Under the new paradigm after the demise of the Anglo-American business culture, which was no better than musical chairs in which wealth is merely shifting from here to there under the zero-sum ceiling, 'brave' risk-takers will no longer be able to enjoy extraordinary reward (after all they are taking risks just to please themselves by becoming stinking rich, without a shred of honorable cause for the sake of the public and the mankind; why personal greed ought to be rewarded?)
3. Nmarks said...
That sounds like 911 times 2356.
4. down wave said...
stillthinking said... said: Another thought, King commissioned his own set of statistics aside from the government ones.
I wrote to Sir Mervin King in January this year. I received a generous 1 &1/2 page reply. I advised him that the statistics suplied were concocted and the people responsible should be brought to account as they were placing the UK economy in grave danger. That was not all of what I said and provided, but I can't write that here. All of you know the IR increases since then.
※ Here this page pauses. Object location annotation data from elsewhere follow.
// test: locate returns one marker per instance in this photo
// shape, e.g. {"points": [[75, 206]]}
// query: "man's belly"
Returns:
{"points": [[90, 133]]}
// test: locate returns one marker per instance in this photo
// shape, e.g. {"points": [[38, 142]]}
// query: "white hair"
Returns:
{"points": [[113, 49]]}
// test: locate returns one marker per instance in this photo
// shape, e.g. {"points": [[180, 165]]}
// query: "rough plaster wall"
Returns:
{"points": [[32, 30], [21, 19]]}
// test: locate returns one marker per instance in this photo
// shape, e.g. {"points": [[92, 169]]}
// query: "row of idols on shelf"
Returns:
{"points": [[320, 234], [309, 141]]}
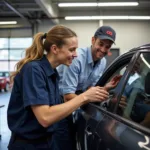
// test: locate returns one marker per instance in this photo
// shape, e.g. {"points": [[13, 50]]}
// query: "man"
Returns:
{"points": [[87, 68]]}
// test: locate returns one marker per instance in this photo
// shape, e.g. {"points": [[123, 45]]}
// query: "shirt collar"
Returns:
{"points": [[90, 58], [89, 55], [47, 67]]}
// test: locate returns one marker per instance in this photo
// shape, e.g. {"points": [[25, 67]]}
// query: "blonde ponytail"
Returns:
{"points": [[34, 52]]}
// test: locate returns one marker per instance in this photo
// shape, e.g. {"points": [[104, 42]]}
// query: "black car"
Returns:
{"points": [[122, 122]]}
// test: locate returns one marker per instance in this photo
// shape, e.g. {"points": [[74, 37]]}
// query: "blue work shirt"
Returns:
{"points": [[81, 74], [36, 84]]}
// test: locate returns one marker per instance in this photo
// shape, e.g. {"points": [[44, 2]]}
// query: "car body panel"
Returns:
{"points": [[99, 128]]}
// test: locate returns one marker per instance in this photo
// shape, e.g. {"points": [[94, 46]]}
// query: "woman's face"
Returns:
{"points": [[68, 51]]}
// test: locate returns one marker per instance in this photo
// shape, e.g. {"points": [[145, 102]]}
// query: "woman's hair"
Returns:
{"points": [[56, 35]]}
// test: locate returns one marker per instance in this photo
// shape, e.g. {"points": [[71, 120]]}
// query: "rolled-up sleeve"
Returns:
{"points": [[34, 86], [71, 77]]}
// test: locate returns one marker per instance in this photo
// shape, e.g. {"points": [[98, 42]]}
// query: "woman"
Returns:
{"points": [[36, 115]]}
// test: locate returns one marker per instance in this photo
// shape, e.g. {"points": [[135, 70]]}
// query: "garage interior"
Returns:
{"points": [[21, 20]]}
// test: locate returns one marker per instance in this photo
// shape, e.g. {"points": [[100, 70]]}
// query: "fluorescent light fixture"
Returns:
{"points": [[7, 22], [118, 4], [77, 4], [107, 18], [98, 4]]}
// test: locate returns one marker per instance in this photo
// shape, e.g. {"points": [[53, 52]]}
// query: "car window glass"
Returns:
{"points": [[120, 71], [135, 102]]}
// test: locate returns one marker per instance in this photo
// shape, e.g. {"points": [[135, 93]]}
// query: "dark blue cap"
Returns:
{"points": [[106, 32]]}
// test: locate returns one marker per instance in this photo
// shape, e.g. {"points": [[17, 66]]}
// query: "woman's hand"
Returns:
{"points": [[113, 82], [95, 94]]}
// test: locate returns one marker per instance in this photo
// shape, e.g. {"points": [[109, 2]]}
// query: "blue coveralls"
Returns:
{"points": [[36, 84]]}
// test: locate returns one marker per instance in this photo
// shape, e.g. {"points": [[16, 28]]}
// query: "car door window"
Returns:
{"points": [[135, 102]]}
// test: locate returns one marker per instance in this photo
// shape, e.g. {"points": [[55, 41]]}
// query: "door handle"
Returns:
{"points": [[88, 131]]}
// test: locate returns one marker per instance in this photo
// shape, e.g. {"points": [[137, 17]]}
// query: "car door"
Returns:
{"points": [[89, 116], [112, 129], [128, 128]]}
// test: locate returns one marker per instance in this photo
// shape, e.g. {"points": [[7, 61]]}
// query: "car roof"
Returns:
{"points": [[146, 46]]}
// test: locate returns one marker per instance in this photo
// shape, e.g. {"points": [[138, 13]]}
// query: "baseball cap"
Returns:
{"points": [[106, 32]]}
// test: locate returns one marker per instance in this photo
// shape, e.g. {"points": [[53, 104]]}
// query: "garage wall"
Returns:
{"points": [[129, 33]]}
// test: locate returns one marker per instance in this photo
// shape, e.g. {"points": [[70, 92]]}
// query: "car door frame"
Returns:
{"points": [[130, 57]]}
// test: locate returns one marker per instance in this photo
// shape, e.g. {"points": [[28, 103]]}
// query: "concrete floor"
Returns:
{"points": [[4, 131]]}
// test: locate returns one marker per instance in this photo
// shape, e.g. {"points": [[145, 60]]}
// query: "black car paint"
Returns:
{"points": [[104, 130]]}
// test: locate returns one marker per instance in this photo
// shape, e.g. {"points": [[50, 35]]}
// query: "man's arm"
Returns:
{"points": [[69, 96]]}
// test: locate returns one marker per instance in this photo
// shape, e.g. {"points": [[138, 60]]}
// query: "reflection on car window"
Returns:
{"points": [[135, 101]]}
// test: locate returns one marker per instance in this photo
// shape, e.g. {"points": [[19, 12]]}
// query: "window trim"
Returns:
{"points": [[113, 114]]}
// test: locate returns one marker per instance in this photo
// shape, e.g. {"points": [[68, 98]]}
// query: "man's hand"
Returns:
{"points": [[113, 82], [123, 102]]}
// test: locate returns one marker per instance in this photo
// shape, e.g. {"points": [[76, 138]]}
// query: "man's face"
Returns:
{"points": [[100, 48], [68, 51]]}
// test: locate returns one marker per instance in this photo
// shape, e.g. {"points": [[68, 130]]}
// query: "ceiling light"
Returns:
{"points": [[7, 22], [107, 18], [118, 4], [77, 4], [98, 4]]}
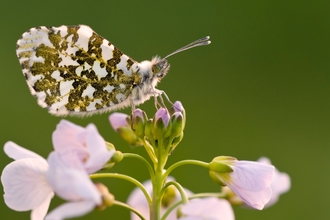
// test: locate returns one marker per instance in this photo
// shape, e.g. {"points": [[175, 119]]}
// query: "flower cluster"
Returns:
{"points": [[30, 181]]}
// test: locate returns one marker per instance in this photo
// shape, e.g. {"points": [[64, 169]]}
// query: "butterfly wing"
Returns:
{"points": [[74, 71]]}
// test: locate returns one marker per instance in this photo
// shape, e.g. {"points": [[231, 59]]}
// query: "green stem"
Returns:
{"points": [[185, 162], [125, 177], [136, 156], [199, 195], [180, 189], [128, 207]]}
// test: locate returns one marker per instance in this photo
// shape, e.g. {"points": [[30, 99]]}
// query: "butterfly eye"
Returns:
{"points": [[156, 68]]}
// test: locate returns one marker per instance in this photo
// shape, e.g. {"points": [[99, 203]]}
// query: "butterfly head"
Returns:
{"points": [[160, 68]]}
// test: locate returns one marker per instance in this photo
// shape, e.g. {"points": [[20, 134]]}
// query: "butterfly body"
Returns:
{"points": [[72, 70]]}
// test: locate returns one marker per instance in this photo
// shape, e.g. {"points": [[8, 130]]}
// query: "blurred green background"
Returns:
{"points": [[260, 89]]}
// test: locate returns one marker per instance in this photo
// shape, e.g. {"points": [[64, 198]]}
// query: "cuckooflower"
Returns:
{"points": [[281, 183], [30, 182], [88, 144], [25, 183], [210, 208], [69, 179], [249, 180]]}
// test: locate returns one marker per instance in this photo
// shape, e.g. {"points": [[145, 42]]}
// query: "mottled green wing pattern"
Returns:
{"points": [[73, 70]]}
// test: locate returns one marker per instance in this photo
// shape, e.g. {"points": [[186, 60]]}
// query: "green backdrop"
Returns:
{"points": [[260, 89]]}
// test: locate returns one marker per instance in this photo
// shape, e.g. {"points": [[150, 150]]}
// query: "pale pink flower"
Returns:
{"points": [[68, 178], [30, 182], [88, 144], [25, 183], [249, 180], [281, 183], [210, 208], [138, 201]]}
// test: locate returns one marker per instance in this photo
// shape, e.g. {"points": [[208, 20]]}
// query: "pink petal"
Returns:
{"points": [[210, 208], [97, 149], [71, 209], [64, 137], [69, 179], [252, 176], [280, 184], [118, 120], [39, 212], [17, 152], [255, 199], [25, 184]]}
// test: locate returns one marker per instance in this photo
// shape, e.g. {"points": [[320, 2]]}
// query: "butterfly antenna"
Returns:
{"points": [[201, 42]]}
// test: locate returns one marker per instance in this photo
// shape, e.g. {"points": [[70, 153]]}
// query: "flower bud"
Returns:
{"points": [[222, 164], [220, 169], [139, 119], [107, 197], [116, 158], [177, 124], [162, 124], [120, 123], [178, 107]]}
The BoE commission are now almost certainly relying on their own stats and making IR decisions on these, rather than what the treasury and ONS provide. These offices are all compromised by their obedience to Gordon Brown. Brown is and always has been in the emotional state of chronic anger. He thinks that he is always right and the World would be a better place if everyone did as he ordered. He thinks that if does not put things right, no one else will. Well you all and I know that WE are NOT always correct, therefore Brown has a serious life long psychological software problem and over the years it has become HARDWIRED.
Let me assure you all, Sir Mervin, against all odds and deception, is patriotic and honest as well has holding the highest moral and ethical standards and as he has recently demostrated, he will not compomise his steadfastness, not even for the security of his Job. PLEASE Name me another Man in the UK that would do that. Not even the Chief of Police Blair has balls of Sir Mervin's size.